Under air atmosphere, dissolve 211 milligrams of the freshly prepared phthalan in two milliliters of ethylene glycol in a 10 milliliter round-bottomed flask containing a magnetic stir bar, and commence stirring. Using a one milliliter syringe equipped with an 18 gauge needle, add one drop of trimethylsilyl chloride to the stirring solution. After stirring the reaction mixture for 18 hours at room temperature, perform the workup and purification steps as indicated in the text protocol to obtain the purified ketal product as an off-white solid.
In the proton NMR spectrum of triazole 2a, the characteristic C5 proton appears at 8.45 ppm as a singlet. The mass spectrum generally shows both the mass plus proton peak, and the peak corresponding to the loss of dinitrogen. The proton NMR spectrum of phthalan 3a shows two doublets at 6.07, 6.25 ppm, corresponding to the vinyl and NH protons respectively.

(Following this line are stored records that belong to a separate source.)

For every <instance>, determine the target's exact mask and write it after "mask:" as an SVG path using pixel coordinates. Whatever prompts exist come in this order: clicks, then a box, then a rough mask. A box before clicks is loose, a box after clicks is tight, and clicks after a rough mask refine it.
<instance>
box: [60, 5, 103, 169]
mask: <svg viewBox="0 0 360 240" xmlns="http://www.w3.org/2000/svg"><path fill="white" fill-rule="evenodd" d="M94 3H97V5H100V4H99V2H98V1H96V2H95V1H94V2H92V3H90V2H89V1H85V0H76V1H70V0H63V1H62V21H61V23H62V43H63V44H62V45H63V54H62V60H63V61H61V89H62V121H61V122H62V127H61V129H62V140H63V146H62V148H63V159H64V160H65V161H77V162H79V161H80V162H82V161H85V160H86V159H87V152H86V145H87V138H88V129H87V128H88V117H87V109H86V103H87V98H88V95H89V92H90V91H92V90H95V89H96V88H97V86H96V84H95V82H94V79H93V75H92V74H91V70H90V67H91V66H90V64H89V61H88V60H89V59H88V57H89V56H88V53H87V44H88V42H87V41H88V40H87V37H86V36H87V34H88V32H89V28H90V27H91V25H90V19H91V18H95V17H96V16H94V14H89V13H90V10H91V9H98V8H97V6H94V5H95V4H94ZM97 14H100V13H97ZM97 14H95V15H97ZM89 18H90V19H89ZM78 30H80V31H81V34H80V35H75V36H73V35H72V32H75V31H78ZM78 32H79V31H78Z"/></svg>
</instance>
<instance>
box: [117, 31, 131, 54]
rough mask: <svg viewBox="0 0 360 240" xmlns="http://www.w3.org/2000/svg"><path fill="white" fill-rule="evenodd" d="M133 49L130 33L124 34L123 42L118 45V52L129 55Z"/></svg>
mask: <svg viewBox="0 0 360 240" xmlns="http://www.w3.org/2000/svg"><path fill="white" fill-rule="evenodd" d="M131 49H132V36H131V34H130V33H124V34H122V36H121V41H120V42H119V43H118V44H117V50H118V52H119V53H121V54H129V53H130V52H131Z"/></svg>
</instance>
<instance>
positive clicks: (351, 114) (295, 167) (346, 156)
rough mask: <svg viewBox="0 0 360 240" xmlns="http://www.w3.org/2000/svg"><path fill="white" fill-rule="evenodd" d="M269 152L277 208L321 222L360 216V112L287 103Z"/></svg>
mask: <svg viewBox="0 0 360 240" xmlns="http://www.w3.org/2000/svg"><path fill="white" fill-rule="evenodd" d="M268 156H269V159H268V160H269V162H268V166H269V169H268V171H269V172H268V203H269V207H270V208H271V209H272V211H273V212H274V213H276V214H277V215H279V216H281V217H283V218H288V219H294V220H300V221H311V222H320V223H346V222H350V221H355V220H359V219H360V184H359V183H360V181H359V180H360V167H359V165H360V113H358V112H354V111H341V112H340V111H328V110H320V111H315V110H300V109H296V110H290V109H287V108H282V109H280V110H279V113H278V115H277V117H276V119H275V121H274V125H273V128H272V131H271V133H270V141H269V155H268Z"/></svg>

In the carbon NMR spectrum, a key resonance is observed at 94.9 ppm that corresponds to the exocyclic final carbon. The proton NMR spectrum of compound four, which maintains the bicyclic phthalan substructure, shows signals at 3.49 and 3.14 ppm corresponding to the diastereotopic methylene protons. The proton NMR spectrum of phenethylamine-5 displays the same methylene as a quartet at 3.27 ppm due to free rotation in the ring opened product resulting in first-order splitting patterns.

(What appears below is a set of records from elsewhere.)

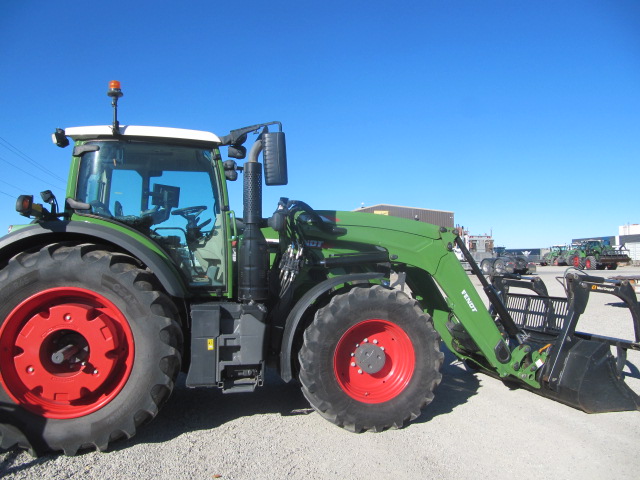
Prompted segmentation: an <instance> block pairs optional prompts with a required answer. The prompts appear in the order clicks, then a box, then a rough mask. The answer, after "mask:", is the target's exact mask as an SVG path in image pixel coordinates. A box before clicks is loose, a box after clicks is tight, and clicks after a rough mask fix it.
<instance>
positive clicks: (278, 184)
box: [262, 132, 288, 185]
mask: <svg viewBox="0 0 640 480" xmlns="http://www.w3.org/2000/svg"><path fill="white" fill-rule="evenodd" d="M262 142H263V150H262V158H263V161H264V181H265V183H266V184H267V185H286V184H287V183H288V177H287V147H286V145H285V140H284V132H266V133H263V134H262Z"/></svg>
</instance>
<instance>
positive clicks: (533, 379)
mask: <svg viewBox="0 0 640 480" xmlns="http://www.w3.org/2000/svg"><path fill="white" fill-rule="evenodd" d="M439 234H440V238H439V239H437V240H435V241H434V242H433V243H431V245H430V246H429V247H428V248H426V249H424V251H422V252H420V256H419V257H421V258H417V259H415V260H414V261H415V264H414V265H413V266H412V267H410V268H409V269H408V273H407V282H408V283H409V286H410V287H411V289H412V290H413V291H414V293H415V294H416V296H417V297H419V300H420V301H421V302H422V304H423V305H424V306H426V309H427V310H428V311H429V313H430V315H431V316H432V318H433V322H434V325H435V328H436V330H437V331H438V333H440V335H441V337H442V339H443V341H444V342H445V343H446V345H447V347H448V348H449V349H450V350H451V351H452V352H453V353H454V354H455V355H456V356H458V357H459V358H462V359H468V360H472V361H474V362H476V363H477V362H478V356H479V355H480V356H481V357H482V360H483V361H482V362H481V363H482V364H483V366H485V367H490V368H492V369H494V370H495V372H496V373H497V374H498V375H499V376H501V377H505V376H507V375H514V376H517V377H518V378H520V379H521V380H523V381H525V382H526V383H528V384H530V385H531V386H532V387H535V388H539V383H538V382H537V381H536V379H535V374H534V372H533V371H531V372H529V373H525V372H523V371H522V370H518V371H516V370H515V369H514V368H513V365H514V364H518V366H519V364H520V363H521V360H522V359H523V358H524V357H525V356H526V355H527V354H528V353H530V352H529V351H528V350H527V349H526V347H522V348H521V347H519V346H516V347H515V348H514V349H513V351H512V349H511V348H510V347H509V336H508V335H507V334H506V332H503V331H501V329H500V328H499V327H498V325H497V324H496V322H495V321H494V319H493V317H492V316H491V314H490V313H489V311H488V310H487V308H486V307H485V304H484V302H483V300H482V298H481V297H480V295H479V294H478V292H477V290H476V288H475V286H474V285H473V283H472V282H471V280H470V279H469V276H468V275H467V273H466V272H465V270H464V268H463V267H462V265H461V264H460V261H459V260H458V258H457V257H456V255H455V253H454V252H453V244H454V242H455V239H456V235H455V234H454V233H453V232H452V231H450V230H447V229H440V231H439ZM423 258H424V259H429V258H439V261H438V262H437V264H435V265H429V263H430V262H428V260H422V259H423ZM430 267H431V268H430ZM433 267H435V268H433ZM429 277H430V278H431V279H432V281H431V282H429V280H428V278H429ZM430 283H435V284H437V287H438V293H439V296H440V298H437V296H435V298H434V288H433V287H432V286H431V285H430ZM434 300H435V301H434ZM443 301H444V304H445V305H446V308H442V306H443ZM498 301H499V300H498ZM432 305H436V307H432ZM523 375H524V377H523Z"/></svg>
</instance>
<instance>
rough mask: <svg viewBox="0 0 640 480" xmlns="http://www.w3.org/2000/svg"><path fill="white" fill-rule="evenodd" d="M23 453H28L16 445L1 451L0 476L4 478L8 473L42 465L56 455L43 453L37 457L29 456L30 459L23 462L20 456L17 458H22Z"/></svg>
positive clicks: (25, 453)
mask: <svg viewBox="0 0 640 480" xmlns="http://www.w3.org/2000/svg"><path fill="white" fill-rule="evenodd" d="M24 455H28V454H27V453H26V452H25V451H24V450H22V449H18V448H17V447H16V448H14V449H12V450H9V451H8V452H3V453H2V454H1V455H0V459H1V460H0V478H4V477H5V476H8V475H15V474H16V473H20V472H22V471H24V470H28V469H29V468H31V467H33V466H35V465H42V464H44V463H47V462H48V461H49V460H52V459H54V458H55V457H57V456H58V455H57V454H52V455H45V456H42V457H39V458H31V460H29V461H27V462H26V463H25V462H23V461H21V460H22V459H21V458H19V457H22V458H24V457H23V456H24Z"/></svg>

For compound 6a through 6e, a characteristic carbon NMR signal corresponding to the ketal, hemiketal, or thioketal carbon is found between 95 and 110 ppm, such as the peak at 110 ppm observed in the carbon NMR spectrum of 6c. The mass spectra typically show a relatively small mass plus proton peak and a larger alkoxy or thioalkyl elimination fragment peak. After watching this video, you should have a good understanding how to generate N-2-alkoxy vinyl sulfonamides from readily accessible N-sulfonyl 1-2-3 triazoles.
When preparing end to N-2-alkoxy vinyl sulfonamides, it is important to budget enough time following synthesis and isolation of these compounds for use in subsequent reactions due to potential instability. We encourage researchers to expand upon the synthetic versatility of this functional group toward production of valuable nitrogen and oxygen containing compounds.